Additionally, according to the Personal Data Protection Law No. 6698, data controllers who fail to fulfill their obligation to inform may be fined between 5,000 and 10,000 Turkish Liras, those who fail to meet data security obligations may be fined between 15,000 and 1,000,000 Turkish Liras, and those who violate the obligation to register with the Data Controllers’ Registry may be fined between 20,000 and 1,000,000 Turkish Liras.
What Are the Differences Between KVKK and GDPR?
Although the European Union's legal regulations served as a model in the drafting of the Personal Data Protection Law No. 6698, there are some differences between KVKK and GDPR.
Under GDPR, even if a company or individual is not a data controller, they are held accountable for the lawful processing of data (including third parties such as cloud service providers). However, according to Article 18/2 of the Personal Data Protection Law No. 6698, different levels of responsibility have been established for data controllers and data processors, with administrative fines applied only to data controllers, and the obligation to register with the Data Controllers’ Registry only applying to data controllers.
While GDPR introduced the "right to be forgotten," which is generally defined as the right of individuals to control their personal data and delete it when possible, the Personal Data Protection Law No. 6698 does not contain specific provisions related to this concept. In Turkey, this right has been shaped by the decisions of the High Court and the Constitutional Court.

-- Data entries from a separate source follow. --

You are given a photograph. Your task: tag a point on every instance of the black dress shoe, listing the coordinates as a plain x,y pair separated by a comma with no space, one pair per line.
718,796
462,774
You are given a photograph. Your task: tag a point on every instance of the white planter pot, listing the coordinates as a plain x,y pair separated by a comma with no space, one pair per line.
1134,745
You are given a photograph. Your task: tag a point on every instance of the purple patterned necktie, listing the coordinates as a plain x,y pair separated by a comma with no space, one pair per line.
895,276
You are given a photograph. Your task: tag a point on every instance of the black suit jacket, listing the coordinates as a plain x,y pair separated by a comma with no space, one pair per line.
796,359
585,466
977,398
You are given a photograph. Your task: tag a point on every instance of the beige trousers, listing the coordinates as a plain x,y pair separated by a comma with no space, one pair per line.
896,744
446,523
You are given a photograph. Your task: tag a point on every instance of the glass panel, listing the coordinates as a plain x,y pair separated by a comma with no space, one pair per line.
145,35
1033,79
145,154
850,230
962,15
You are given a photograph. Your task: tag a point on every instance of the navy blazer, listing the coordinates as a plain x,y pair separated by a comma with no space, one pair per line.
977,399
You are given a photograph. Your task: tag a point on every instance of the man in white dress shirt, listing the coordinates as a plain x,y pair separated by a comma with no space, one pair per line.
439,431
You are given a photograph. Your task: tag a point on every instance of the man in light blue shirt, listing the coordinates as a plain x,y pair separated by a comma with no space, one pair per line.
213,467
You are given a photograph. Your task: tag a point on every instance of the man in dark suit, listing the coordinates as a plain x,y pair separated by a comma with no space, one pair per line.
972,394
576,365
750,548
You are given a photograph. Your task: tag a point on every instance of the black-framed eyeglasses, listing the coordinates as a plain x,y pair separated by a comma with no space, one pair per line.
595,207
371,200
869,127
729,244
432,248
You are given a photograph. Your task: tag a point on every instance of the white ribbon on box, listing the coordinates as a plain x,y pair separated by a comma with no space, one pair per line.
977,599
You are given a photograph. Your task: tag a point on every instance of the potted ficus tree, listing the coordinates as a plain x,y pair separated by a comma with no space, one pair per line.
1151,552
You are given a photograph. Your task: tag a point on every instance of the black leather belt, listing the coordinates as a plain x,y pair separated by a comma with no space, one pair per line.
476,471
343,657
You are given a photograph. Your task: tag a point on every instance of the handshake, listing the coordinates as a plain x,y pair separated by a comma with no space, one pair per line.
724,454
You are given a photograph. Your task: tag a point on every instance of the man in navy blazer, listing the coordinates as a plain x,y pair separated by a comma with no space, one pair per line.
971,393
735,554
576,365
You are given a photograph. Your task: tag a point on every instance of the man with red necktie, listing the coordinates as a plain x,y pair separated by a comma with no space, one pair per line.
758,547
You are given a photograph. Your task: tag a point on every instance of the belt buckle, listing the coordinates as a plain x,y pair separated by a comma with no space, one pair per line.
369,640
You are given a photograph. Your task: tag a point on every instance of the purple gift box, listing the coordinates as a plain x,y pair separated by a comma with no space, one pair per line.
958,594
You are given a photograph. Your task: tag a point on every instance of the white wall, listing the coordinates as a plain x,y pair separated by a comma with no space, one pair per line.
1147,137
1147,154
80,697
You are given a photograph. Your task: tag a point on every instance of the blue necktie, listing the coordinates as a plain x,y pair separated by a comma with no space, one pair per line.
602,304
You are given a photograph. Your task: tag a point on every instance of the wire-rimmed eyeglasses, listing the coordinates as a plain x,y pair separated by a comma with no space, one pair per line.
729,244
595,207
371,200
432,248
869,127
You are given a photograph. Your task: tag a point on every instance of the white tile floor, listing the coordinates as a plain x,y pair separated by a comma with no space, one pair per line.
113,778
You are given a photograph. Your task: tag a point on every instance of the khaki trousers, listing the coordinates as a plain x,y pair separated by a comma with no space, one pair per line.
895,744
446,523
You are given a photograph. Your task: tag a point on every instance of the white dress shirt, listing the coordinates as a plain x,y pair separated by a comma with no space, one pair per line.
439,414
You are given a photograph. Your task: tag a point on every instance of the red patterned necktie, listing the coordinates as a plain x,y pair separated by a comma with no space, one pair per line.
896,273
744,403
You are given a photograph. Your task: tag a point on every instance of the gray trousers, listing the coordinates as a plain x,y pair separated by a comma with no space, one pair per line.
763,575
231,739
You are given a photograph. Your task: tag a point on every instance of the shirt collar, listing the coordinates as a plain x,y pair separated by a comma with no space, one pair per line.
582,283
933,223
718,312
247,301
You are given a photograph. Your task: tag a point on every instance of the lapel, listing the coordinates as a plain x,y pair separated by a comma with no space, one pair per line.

GDPR imposes significant penalties for violations of data protection rules, including fines of up to 200 million Euros or 4% of the global revenue of the service provider, whereas the administrative fines under the Personal Data Protection Law No. 6698 are relatively lower, ranging from 5,000 to 1,000,000 Turkish Liras.
The GDPR includes regulations on the "right to data portability," "mandatory data protection officer" for sensitive data processing, and "mandatory data protection impact assessments" for high-risk data processing activities, none of which are found in the Personal Data Protection Law No. 6698.